German Chancellor Angela Merkel says she wants as constructive a partnership as possible with the UK after it leaves the EU and they want to stick to the Brexit timetable.
The comments were made at a joint press conference with UK Prime Minister Theresa May following a meeting between the two leaders.
With regards to the progress of ongoing Brexit negotiations, Merkel says she is “not frustrated at all” about the lack of detail on what Britain wants from Brexit, but she is “just curious”.
"We look forward to Britain setting out their ideas," Merkel told reporters.
Heading into the event we warned that there was the prospect of the Merkel-May press conference injecting a shot of volatility into the currency markets; however this was not to be as the German chancellor appears intent on letting chief EU negotiator Michel Barnier take the lead.
Markets will recall the sudden drop experienced by the currency in the wake of EU negotiator Michel Barnier's press conference just a week earlier and there was a weariness that any frustrations expressed by Merkel could inject another dose of volatility.
According to Roberto Mialich, an FX Strategist at UniCredit Bank, markets were waiting to see whether "the harsher tone heard so far from both sides on Brexit trading negotiations can give way to a somewhat softer tone."
The Pound looks set to close the week 1.7% higher against the US Dollar with the Pound-to-Dollar rate being quoted at 1.4044 at the time of writing. The Pound-to-Euro exchange rate looks set to end the week virtually unchanged at around the 1.13 market - which remains a long-term pivot for this pair.
All eyes now turn to a much-anticipated set-speech due to be delivered by Theresa May in Munich on Saturday where she is expected to deal with the issue of the future security relationship between the EU and UK. As one of Europe’s foremost military powers, with the continent’s largest defence budget, PM May has long sought to use the UK’s defence capabilities as a bargaining chip in the Brexit negotiations.
This week has seen some apparently positive Brexit headlines, on Thursday we heard the EU was to drop a 'punishment clause' from a draft negotiating document that sought to punish the UK for any transgressions committed during the Brexit transitional period.
Some analysts believe the text threatened to derail the negotiations saying the terms would prove a red line for London.

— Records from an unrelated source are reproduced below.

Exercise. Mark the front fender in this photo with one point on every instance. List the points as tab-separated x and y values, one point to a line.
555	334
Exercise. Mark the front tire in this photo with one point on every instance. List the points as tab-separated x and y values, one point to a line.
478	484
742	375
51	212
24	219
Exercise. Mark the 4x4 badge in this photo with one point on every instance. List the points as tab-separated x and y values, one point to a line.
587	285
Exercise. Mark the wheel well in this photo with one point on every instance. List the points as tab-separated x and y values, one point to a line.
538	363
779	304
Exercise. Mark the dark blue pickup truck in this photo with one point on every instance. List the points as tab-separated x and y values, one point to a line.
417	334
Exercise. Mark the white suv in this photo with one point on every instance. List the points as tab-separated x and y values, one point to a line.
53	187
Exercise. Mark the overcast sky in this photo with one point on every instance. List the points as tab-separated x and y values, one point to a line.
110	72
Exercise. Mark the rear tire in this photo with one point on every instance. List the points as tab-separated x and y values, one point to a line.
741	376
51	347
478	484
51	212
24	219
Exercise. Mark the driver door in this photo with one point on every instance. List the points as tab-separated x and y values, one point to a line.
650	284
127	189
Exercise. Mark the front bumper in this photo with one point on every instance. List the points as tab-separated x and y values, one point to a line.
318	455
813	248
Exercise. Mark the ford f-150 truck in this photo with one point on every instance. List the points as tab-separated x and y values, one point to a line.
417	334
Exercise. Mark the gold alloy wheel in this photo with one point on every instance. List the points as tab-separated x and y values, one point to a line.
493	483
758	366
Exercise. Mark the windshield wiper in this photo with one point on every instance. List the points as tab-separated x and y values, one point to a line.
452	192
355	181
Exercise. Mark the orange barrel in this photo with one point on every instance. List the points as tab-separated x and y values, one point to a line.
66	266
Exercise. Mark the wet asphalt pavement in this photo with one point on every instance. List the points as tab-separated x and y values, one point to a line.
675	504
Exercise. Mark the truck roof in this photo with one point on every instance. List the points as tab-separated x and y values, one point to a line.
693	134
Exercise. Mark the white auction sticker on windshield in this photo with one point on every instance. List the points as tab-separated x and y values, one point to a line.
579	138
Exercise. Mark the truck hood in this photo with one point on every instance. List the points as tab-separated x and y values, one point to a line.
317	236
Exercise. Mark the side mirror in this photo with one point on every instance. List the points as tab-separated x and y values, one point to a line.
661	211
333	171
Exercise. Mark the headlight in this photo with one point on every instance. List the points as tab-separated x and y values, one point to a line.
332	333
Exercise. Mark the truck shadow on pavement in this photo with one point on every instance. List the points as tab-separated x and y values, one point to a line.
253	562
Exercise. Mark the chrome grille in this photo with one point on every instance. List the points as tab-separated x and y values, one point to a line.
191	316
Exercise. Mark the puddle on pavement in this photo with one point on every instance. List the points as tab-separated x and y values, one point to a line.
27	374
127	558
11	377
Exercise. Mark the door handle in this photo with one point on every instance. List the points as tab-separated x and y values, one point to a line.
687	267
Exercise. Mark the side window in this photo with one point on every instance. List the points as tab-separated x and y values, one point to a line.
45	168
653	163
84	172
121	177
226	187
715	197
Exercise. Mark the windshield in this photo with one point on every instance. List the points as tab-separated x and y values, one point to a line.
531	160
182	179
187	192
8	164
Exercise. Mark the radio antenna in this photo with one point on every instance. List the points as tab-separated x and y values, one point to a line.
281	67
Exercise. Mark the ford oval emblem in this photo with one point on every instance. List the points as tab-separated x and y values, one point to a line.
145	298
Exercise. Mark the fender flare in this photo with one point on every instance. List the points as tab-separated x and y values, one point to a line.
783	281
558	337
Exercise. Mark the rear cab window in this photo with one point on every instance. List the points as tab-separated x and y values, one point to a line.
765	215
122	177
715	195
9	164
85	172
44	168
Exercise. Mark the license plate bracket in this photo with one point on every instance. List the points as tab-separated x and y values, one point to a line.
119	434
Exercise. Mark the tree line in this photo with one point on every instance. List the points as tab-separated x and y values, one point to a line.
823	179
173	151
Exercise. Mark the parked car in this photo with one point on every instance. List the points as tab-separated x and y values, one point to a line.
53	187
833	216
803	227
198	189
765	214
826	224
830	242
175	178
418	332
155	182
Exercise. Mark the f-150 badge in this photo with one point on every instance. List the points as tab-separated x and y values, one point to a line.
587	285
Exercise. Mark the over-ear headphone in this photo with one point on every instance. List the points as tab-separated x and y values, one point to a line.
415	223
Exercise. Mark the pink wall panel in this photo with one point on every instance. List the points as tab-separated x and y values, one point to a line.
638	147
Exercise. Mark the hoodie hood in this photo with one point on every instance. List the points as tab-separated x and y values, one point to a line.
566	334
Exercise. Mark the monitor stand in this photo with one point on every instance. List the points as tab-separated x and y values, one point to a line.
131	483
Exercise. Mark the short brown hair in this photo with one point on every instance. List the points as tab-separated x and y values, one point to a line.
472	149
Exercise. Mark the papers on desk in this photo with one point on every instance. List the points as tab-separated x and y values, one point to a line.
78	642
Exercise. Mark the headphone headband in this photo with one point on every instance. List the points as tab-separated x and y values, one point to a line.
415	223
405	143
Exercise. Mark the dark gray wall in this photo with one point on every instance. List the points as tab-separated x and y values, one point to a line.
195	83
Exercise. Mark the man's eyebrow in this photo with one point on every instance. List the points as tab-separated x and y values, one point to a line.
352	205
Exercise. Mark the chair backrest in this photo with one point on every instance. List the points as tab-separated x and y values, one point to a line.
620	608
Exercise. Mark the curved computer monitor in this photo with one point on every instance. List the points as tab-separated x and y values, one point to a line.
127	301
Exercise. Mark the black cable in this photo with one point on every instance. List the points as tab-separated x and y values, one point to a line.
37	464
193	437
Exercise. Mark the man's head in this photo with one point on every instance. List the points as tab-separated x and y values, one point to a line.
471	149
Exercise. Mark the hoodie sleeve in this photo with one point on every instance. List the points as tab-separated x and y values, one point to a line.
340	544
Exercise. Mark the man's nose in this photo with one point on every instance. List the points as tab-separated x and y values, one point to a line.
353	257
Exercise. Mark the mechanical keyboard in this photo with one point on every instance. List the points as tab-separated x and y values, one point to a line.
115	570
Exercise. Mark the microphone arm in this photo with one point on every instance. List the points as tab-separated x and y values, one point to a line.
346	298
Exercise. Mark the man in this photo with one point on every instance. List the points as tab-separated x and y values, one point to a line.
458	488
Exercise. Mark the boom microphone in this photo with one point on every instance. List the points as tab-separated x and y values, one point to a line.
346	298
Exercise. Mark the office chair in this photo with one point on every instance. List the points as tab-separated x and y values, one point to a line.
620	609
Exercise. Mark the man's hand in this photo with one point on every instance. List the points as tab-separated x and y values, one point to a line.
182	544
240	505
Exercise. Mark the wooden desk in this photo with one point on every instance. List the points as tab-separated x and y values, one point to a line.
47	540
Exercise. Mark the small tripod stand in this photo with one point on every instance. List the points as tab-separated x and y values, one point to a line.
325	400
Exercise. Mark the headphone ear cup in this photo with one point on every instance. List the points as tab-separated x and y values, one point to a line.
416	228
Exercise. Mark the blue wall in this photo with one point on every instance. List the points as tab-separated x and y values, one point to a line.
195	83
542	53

Further positive headlines were found in a FT report out Friday which suggests Britain will push for mutual recognition of financial services regulations after the UK leaves the EU.
This would allow for the prospect of UK financial services firms still being allowed a good deal of access to the European market which would be a huge step forward for the UK owing to the fact the country is a major exporter of financial services.
According to the FT, Chancellor of the Exchequer Philip Hammond will next week endorse the City’s call for a regime of mutual recognition for financial services with the EU after Brexit.
"This will likely be rejected by the EU as cherrypicking," warn UniCredit.
Europe's leaders have previously viewed financial services regulation as a single market issue and something separate to trade, saying there can be no “cherrypicking” parts of single market membership to keep or abandon.
London’s position has always been to seek a unique arrangement with Europe, which caters specifically to the balance of trade between the UK and the EU as this would represent a fair deal where both sides benefit.
As it stands, Britain imports significantly more goods from Europe than it exports, while the same situation exists in reverse on the services front. Hence it suits the Europeans to gain tariff free access to the UK market while refusing a similar reciprocal offer.
A majority of Britain’s services exports to Europe are financial and legal services, although these are not traditionally covered by trade agreements.
There is an argument to be made from London’s side that, given the UK’s large trade in goods deficit with Europe, any deal that only covers physical goods is of limited value to Britain.
Continued tariff free access to the UK market is likely a necessity for Brussels given that British companies and consumers are already grappling with the inflationary impact of a devalued Pound Sterling.
Any failure to an agreement on post-Brexit trade could mean tariffs are applied to both British and European goods.
While it is possible for a devalued currency to offset the impact tariffs on British exports, the combined effect of a weaker Pound and new import tariffs could limit UK demand for European goods.